Sevgili Tutku! Dün annemin fotoğrafına bakarak, çok ağladım. Ve ona kızdım,” BENİ NİYE DOĞURDUN? “ diye. Akşam hastalandım. Başım çok ağrıdı ve döndü. Sanırım tansiyonum çıktı. Gece rüyamda da, annemi gördüm. Çok hastaymış ve ölecekmiş. Kötüydü yani. Oysa zaten o, bu dünyada değil. Zaman zaman,böyle tuhaf rüyalar görüyorum.
Bir daha ona kızarak ağlamayacağım. Her an güçlü olamıyorsun Tutku.Haksızlıklara kızarak, ağlayarak ta olsa, yaşam savaşımım sürüyor,sürecek te. Duygusallığım ve duyarlılığım, hem dezavantaj, hem de avantaj. Belki, beni - ben yapan da bu. Yaşam ırmağında,akıp gidiyoruz işte, Tutku’cuğum.
Nilgün ACAR 10. 11. 2009 ALANYA
YORUMLAR
belkide karar anında en zor olan cesarettir. cesaretinizden dolayı kutlarım. evet birilerinin herşeye inat en azından yazması lazım. güzel yazılarınızdan mahrum bırakmayın bizleri lütfen. iyi akşamlar. dualarım sizinle. RABB'İMİN SELAMI ÜZERİNİZE OLSUN.

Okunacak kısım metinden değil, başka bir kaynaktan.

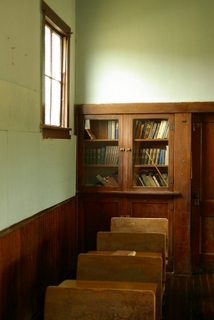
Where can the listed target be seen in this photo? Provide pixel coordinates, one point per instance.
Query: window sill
(54, 132)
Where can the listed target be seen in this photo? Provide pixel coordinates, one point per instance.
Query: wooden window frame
(52, 19)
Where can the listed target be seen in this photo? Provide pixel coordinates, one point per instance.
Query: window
(55, 75)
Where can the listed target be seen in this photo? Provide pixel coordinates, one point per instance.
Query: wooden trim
(52, 16)
(134, 108)
(55, 132)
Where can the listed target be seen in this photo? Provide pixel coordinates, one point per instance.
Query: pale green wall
(144, 50)
(34, 173)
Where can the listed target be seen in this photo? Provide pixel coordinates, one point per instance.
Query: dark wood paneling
(189, 297)
(34, 254)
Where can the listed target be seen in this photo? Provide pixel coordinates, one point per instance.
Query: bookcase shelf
(126, 148)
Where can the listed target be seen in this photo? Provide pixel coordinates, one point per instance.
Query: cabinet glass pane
(150, 152)
(101, 152)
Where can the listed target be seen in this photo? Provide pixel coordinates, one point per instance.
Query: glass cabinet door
(101, 152)
(151, 152)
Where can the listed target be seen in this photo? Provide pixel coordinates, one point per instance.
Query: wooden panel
(34, 254)
(97, 212)
(172, 107)
(203, 194)
(182, 183)
(207, 235)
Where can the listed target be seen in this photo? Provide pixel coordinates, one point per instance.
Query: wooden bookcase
(115, 184)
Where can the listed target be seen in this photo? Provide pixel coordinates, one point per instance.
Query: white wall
(34, 173)
(144, 51)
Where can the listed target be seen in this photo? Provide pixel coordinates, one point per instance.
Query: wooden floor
(189, 297)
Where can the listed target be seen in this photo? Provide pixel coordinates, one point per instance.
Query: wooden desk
(137, 241)
(100, 300)
(103, 266)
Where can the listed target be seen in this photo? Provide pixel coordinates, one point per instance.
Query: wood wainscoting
(35, 253)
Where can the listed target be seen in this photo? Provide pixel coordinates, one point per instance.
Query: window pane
(56, 56)
(55, 111)
(47, 100)
(47, 50)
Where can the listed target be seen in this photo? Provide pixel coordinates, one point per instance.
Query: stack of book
(108, 155)
(151, 156)
(113, 129)
(108, 181)
(151, 129)
(151, 179)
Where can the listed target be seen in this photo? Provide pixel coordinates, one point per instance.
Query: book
(156, 181)
(113, 128)
(124, 253)
(111, 181)
(166, 130)
(151, 180)
(98, 155)
(156, 131)
(102, 155)
(161, 129)
(102, 180)
(146, 180)
(152, 131)
(148, 127)
(167, 156)
(90, 133)
(117, 130)
(109, 129)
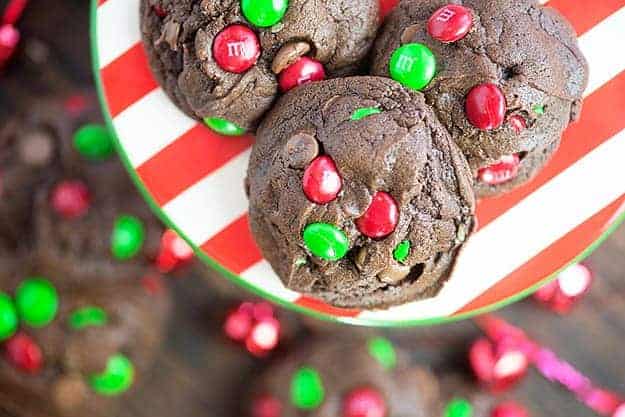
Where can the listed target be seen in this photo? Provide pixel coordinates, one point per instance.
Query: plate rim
(259, 292)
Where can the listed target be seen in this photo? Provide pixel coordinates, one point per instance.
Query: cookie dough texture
(408, 390)
(135, 327)
(403, 150)
(530, 51)
(338, 33)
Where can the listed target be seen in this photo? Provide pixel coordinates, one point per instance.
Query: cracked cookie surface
(179, 35)
(529, 51)
(345, 172)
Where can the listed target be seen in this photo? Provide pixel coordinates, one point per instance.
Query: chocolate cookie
(116, 238)
(223, 61)
(74, 349)
(339, 377)
(505, 77)
(357, 193)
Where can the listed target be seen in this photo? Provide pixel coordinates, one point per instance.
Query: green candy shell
(326, 241)
(116, 378)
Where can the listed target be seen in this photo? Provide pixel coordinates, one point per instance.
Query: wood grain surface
(200, 374)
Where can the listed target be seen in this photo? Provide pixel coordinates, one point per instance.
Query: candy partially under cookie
(509, 79)
(357, 193)
(224, 62)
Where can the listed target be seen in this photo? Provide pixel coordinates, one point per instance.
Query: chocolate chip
(301, 149)
(288, 54)
(36, 148)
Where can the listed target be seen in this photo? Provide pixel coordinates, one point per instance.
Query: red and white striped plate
(194, 178)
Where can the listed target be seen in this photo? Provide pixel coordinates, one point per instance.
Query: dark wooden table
(201, 374)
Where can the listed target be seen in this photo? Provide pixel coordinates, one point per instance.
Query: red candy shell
(485, 106)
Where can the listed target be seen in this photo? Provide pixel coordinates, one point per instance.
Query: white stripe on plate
(525, 230)
(207, 207)
(599, 45)
(261, 275)
(149, 125)
(118, 29)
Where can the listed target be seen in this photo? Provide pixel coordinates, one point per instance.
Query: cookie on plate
(505, 77)
(224, 61)
(358, 195)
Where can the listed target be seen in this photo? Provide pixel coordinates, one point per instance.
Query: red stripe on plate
(551, 259)
(233, 248)
(583, 14)
(602, 118)
(190, 158)
(127, 79)
(321, 307)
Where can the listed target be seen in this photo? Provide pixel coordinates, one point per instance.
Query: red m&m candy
(303, 71)
(236, 48)
(485, 106)
(70, 199)
(364, 402)
(23, 353)
(321, 181)
(500, 172)
(450, 23)
(381, 217)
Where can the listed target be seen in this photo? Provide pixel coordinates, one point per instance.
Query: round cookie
(509, 78)
(330, 376)
(100, 343)
(357, 193)
(218, 64)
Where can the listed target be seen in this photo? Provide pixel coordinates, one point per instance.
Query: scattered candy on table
(381, 217)
(413, 65)
(561, 294)
(322, 181)
(23, 353)
(307, 391)
(486, 106)
(500, 172)
(236, 48)
(450, 23)
(254, 325)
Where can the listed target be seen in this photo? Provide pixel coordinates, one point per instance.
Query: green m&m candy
(458, 407)
(8, 317)
(383, 351)
(116, 378)
(307, 390)
(402, 251)
(127, 238)
(326, 241)
(264, 13)
(365, 112)
(87, 317)
(94, 142)
(413, 65)
(37, 301)
(223, 126)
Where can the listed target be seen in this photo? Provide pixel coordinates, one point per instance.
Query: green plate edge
(259, 292)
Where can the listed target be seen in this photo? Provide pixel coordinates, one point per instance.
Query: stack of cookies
(373, 141)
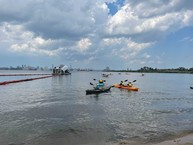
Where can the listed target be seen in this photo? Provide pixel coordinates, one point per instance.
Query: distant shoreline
(180, 139)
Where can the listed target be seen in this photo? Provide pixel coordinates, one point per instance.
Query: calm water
(56, 111)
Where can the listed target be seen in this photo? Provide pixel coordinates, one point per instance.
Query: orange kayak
(126, 87)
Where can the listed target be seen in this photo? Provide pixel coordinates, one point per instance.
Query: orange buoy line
(23, 80)
(22, 74)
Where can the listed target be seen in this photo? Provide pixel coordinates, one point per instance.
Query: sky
(120, 34)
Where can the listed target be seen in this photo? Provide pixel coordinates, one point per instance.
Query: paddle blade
(91, 83)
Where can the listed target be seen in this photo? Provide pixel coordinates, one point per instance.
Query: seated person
(121, 83)
(129, 84)
(100, 84)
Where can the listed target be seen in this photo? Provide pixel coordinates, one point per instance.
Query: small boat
(61, 70)
(126, 87)
(98, 91)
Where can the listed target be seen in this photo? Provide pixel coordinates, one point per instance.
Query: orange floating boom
(22, 74)
(22, 80)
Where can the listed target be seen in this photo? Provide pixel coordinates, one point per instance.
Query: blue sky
(96, 34)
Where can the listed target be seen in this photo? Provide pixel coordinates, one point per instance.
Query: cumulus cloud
(83, 30)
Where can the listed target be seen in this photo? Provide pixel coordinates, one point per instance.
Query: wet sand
(181, 140)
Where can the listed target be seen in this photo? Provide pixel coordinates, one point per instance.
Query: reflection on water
(57, 111)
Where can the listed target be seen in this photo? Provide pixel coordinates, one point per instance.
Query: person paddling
(100, 84)
(130, 84)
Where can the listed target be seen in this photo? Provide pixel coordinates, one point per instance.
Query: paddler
(121, 83)
(129, 84)
(100, 84)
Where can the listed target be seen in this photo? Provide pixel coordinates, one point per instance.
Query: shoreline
(182, 139)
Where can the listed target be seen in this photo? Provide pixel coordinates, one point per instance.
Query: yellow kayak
(126, 87)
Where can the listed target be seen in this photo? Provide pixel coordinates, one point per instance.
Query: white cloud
(84, 29)
(84, 44)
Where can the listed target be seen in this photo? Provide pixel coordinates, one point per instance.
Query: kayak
(97, 91)
(126, 87)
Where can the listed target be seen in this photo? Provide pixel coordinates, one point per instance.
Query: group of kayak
(101, 88)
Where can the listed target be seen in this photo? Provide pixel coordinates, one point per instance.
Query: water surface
(57, 111)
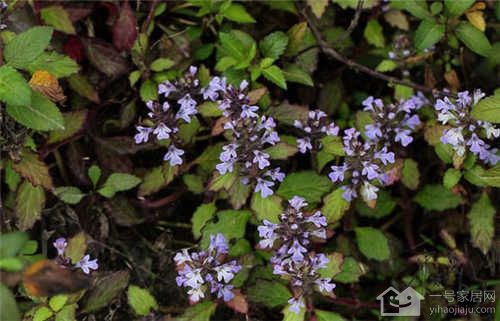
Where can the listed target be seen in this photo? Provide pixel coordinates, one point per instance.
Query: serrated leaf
(487, 109)
(58, 18)
(27, 46)
(141, 301)
(14, 90)
(306, 184)
(30, 201)
(41, 114)
(374, 33)
(437, 198)
(428, 33)
(482, 223)
(33, 169)
(474, 39)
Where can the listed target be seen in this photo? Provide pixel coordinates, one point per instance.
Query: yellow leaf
(45, 83)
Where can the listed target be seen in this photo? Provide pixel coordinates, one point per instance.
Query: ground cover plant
(237, 160)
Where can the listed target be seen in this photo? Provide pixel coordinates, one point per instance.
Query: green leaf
(237, 12)
(410, 175)
(57, 302)
(384, 206)
(107, 288)
(58, 18)
(41, 114)
(451, 177)
(294, 73)
(428, 33)
(473, 38)
(271, 294)
(14, 90)
(437, 198)
(30, 201)
(275, 75)
(374, 33)
(141, 301)
(27, 46)
(455, 8)
(268, 208)
(372, 243)
(161, 64)
(231, 223)
(157, 178)
(203, 214)
(386, 65)
(488, 109)
(328, 316)
(118, 182)
(42, 313)
(69, 194)
(306, 184)
(335, 206)
(482, 223)
(199, 312)
(274, 44)
(8, 306)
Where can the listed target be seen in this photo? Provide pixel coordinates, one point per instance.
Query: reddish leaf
(33, 169)
(125, 28)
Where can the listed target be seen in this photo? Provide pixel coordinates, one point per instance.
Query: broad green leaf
(482, 223)
(473, 38)
(306, 184)
(456, 7)
(428, 33)
(410, 175)
(41, 114)
(141, 301)
(335, 206)
(231, 223)
(269, 293)
(157, 178)
(8, 305)
(237, 12)
(118, 182)
(14, 90)
(268, 208)
(203, 214)
(372, 243)
(107, 288)
(27, 46)
(199, 312)
(374, 34)
(294, 73)
(58, 18)
(437, 198)
(30, 201)
(274, 44)
(69, 194)
(451, 177)
(275, 75)
(488, 109)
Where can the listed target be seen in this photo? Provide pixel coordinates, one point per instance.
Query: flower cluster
(179, 104)
(292, 259)
(316, 127)
(85, 264)
(465, 132)
(363, 164)
(207, 270)
(250, 135)
(393, 122)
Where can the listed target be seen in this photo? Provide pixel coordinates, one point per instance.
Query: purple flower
(86, 264)
(173, 155)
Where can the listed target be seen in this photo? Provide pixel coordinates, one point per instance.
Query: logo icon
(395, 303)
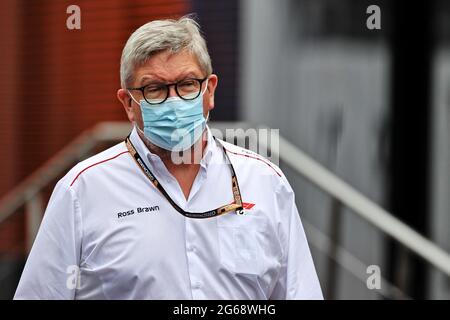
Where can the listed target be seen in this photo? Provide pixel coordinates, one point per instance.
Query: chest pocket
(244, 244)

sevgili kardeşim. hayatta insan bir takım şeylerle imtihan ediliyor. inan herkesin imtihanı kendine göre zor. haklısın, biz toplum olarak birinde bir eksiklik gördüğümüz zaman onu tümden yok sayarız. ama siz bence bunu aşmışsınız. inanın bunu sizi teselli etmek yada size acıdığım için yazmıyorum. iyiye dair ne varsa o kadar uzağız ki, yardımı paylaşmayı, sevmeyi unuttuk, unutturulduk. varsa yoksa kendimiz, varsa yoksa parapul, varsa yoksa hep bana. üzülmeyin. sizden daha kötü durumlarda olan nice insanlar var. bir de sıkıldığınız, ümitsizliğe düştüğünüzde hatırlayın ki RABB'İM kimseye kaldıramayacağından fazlasını yüklememiştir. sakın isyan etmeyin ki, ahiretinizi yakmayın. eğer altı basamak size engel olsaydı bilgisayarınızın başına geçip bu yazıyı yazamazdınız. hala orda, aynı yerde kalırdınız. siz yeter ki isteyin. RABB'İMDEN tüm içtenliğinizle isteyin. kalbinizi ferah tutun. hayırlı akşamlar. tüm güzellikler sizinle olsun inşallah.